Lilly Library exhibition and symposium examine ‘Globalization of the United States 1789-1861’

Ships illustration from book The Naval Temple

‘Triumphant return of the American Squadron’ is from the 1816 book ‘The Naval Temple.’

With today’s technology, ideas and information travel the globe in the blink of an eye.

Of course, that wasn’t true in the first years of the United States, but its early citizens certainly did look out at the wider world and consider their place in it.

This idea is the focus of a Lilly Library exhibition curated by Konstantin Dierks, associate professor in the Department of History in the College of Arts and Sciences at Indiana University Bloomington. Created in conjunction with the professor’s globalization symposium Oct. 10, the exhibition draws upon the library’s rich collection of 18th– and 19th-century books. Key points on early Americans’ views about the world are illustrated through maps, books and illustrations.

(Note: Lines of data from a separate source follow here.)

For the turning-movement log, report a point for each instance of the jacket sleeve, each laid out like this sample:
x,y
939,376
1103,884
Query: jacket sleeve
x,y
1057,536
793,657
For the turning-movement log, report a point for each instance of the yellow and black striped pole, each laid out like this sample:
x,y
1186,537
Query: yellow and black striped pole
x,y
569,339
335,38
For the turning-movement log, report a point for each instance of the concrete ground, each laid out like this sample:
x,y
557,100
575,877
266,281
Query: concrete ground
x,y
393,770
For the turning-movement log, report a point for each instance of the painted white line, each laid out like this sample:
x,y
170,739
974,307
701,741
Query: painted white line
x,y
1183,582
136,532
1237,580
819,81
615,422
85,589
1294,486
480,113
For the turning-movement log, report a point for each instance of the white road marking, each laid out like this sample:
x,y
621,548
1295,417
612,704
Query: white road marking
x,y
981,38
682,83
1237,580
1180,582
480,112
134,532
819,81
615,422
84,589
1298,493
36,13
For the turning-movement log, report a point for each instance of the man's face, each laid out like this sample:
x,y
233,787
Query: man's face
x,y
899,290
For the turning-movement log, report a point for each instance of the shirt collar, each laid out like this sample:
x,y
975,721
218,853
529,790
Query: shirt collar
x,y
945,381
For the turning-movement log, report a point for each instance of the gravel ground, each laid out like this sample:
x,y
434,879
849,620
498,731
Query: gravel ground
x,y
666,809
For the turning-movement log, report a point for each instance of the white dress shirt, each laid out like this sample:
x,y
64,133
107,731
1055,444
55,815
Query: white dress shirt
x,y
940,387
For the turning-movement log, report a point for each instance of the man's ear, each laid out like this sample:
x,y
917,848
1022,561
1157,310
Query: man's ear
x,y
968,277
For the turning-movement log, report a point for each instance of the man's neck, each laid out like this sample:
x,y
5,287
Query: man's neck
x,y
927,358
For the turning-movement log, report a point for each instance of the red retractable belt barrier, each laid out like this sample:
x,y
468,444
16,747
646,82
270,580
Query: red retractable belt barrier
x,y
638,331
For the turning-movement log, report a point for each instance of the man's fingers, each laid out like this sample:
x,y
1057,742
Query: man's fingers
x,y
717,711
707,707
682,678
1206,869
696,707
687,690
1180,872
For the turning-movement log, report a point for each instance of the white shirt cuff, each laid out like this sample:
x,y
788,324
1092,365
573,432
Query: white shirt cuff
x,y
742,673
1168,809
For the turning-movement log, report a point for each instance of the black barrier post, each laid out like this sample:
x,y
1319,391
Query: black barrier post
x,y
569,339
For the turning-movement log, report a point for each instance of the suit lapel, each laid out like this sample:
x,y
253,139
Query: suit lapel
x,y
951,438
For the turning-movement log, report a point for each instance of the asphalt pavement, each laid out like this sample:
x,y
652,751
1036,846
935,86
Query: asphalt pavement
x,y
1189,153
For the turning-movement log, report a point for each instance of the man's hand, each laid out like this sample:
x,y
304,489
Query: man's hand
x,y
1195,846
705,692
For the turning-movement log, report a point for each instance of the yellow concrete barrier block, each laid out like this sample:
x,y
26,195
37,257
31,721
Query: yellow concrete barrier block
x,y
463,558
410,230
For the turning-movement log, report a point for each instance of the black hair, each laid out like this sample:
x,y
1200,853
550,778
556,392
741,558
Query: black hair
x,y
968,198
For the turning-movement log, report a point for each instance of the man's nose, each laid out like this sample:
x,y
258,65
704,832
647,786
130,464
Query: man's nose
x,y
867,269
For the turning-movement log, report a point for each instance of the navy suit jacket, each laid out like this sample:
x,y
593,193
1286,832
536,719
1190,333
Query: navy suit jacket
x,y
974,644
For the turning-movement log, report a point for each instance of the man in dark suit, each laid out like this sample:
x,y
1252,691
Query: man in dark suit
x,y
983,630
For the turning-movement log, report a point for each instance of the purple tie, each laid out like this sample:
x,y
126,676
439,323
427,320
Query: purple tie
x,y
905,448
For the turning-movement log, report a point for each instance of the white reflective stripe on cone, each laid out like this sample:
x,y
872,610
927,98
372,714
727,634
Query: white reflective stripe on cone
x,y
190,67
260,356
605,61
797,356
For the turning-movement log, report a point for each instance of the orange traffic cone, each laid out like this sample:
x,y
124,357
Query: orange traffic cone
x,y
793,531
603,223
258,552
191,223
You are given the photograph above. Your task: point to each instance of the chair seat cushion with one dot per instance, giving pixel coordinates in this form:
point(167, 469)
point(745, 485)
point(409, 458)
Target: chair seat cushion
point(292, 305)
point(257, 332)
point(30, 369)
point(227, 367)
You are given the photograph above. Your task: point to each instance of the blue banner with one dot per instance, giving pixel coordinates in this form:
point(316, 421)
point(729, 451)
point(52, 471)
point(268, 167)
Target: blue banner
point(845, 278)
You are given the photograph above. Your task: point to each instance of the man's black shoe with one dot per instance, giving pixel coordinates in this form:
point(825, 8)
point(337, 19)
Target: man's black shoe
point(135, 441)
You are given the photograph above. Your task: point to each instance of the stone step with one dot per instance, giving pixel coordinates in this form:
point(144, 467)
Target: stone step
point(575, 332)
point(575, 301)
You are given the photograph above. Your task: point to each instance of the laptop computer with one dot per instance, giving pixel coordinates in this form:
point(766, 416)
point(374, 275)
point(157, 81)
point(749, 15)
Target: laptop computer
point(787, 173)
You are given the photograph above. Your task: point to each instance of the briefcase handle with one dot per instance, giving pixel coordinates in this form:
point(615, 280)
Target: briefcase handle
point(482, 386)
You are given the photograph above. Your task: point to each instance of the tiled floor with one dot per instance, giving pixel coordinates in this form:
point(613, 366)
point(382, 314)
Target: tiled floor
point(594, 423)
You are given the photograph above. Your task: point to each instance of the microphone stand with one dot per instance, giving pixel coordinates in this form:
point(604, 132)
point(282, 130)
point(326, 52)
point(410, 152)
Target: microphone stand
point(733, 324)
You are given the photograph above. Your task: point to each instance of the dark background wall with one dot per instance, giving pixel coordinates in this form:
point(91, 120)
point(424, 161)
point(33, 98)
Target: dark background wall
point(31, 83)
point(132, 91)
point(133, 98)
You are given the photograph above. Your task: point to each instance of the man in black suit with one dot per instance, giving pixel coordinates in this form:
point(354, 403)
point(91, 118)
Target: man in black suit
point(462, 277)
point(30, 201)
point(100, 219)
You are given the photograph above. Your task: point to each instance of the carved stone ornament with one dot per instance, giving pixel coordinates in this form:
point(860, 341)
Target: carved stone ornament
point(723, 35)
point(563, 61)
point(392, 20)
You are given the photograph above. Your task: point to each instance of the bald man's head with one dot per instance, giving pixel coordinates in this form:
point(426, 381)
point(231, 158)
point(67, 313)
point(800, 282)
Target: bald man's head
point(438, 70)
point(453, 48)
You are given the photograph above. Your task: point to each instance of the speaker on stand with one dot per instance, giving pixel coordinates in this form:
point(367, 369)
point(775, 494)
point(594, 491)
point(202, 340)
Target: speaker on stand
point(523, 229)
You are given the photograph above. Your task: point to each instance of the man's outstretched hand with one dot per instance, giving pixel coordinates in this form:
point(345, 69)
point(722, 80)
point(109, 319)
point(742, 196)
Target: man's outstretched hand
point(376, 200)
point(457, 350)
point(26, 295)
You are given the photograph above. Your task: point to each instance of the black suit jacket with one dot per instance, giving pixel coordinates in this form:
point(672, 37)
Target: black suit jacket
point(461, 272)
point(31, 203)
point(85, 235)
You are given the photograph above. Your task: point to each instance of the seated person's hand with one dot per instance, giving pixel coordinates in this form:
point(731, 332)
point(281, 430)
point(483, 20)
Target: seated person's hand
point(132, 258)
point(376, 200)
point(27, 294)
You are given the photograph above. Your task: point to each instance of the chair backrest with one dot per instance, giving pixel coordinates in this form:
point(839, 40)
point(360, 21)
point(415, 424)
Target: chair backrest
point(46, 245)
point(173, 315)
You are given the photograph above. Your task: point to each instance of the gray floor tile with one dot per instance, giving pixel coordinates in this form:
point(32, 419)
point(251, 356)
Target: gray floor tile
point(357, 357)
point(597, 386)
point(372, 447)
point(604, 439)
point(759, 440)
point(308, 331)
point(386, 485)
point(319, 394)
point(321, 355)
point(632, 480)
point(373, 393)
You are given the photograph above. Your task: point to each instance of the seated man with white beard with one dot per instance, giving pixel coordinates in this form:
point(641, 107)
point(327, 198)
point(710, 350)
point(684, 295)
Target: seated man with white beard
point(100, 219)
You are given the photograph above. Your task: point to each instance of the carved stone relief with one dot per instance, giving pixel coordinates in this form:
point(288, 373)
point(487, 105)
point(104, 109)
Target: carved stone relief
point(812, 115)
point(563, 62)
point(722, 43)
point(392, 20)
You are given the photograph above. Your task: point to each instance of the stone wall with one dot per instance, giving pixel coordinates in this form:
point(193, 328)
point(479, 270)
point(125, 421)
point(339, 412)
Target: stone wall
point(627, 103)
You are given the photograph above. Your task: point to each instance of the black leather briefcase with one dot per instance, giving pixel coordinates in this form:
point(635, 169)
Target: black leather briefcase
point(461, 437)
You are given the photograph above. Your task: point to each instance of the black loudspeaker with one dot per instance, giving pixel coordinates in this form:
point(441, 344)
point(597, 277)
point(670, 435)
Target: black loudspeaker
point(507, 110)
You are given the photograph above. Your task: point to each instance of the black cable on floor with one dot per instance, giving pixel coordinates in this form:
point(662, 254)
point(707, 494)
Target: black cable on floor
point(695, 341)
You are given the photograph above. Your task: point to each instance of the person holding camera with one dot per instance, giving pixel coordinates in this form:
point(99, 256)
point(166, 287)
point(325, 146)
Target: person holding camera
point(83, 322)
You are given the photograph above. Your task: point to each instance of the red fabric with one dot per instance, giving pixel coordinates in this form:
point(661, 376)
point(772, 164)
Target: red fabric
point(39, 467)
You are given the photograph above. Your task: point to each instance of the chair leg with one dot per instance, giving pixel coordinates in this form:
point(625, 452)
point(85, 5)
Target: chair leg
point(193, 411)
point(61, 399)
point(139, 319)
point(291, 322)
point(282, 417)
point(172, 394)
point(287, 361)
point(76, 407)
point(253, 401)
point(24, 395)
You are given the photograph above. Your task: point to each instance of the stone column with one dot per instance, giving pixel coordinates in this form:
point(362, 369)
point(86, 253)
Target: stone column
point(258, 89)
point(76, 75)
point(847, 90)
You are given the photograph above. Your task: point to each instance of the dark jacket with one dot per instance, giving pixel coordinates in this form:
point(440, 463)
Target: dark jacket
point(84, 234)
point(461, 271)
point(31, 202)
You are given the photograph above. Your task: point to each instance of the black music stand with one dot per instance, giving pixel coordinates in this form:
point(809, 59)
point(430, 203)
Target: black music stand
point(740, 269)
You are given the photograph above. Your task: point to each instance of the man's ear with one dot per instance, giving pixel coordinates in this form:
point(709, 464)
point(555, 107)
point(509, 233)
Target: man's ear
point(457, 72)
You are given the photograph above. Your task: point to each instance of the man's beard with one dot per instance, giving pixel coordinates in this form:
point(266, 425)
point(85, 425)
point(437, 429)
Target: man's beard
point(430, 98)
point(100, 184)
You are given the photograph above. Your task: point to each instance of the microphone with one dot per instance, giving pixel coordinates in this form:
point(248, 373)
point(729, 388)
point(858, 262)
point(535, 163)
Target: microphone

Dierks will introduce his ideas in the one-hour talk “A Connecting World? Globalization of the United States 1789-1861.” Both the lecture, which is scheduled for 5:30 p.m. Thursday, Oct. 9, in the Lilly Library’s Lincoln Room, and the reception that follows are free and open to the public.

Peter Parley’s Universal History

‘Peter Parley’s Universal History’ from 1837 divided the world’s cultures into different stages of civilization.

It’s important to remember that early Americans didn’t see the world and its people through modern eyes.

Dierks said that just as newer forms of transportation were making geographical distances feel closer, Americans increasingly saw themselves as culturally distant from other people across the globe.

In one display, an 1844 book by S. Augustus Mitchell divides the world into five states of civilization: savage, barbarous, half-civilized, civilized and enlightened. In Mitchell’s view only five countries, including the United States, rose to the level of enlightened.

In another case, a popular geography book by Charles Goodrich extols the virtue of reading about the world rather than experiencing it first-hand through travel, which he considered elitist.

Dierks said that by the 1850s, American explorers were presented as a new breed of national hero for their roles in bringing “the dark places of the earth” within American mastery.

“Globalization of the United States 1789-1861” remains on display through Dec. 18 at The Lilly Library.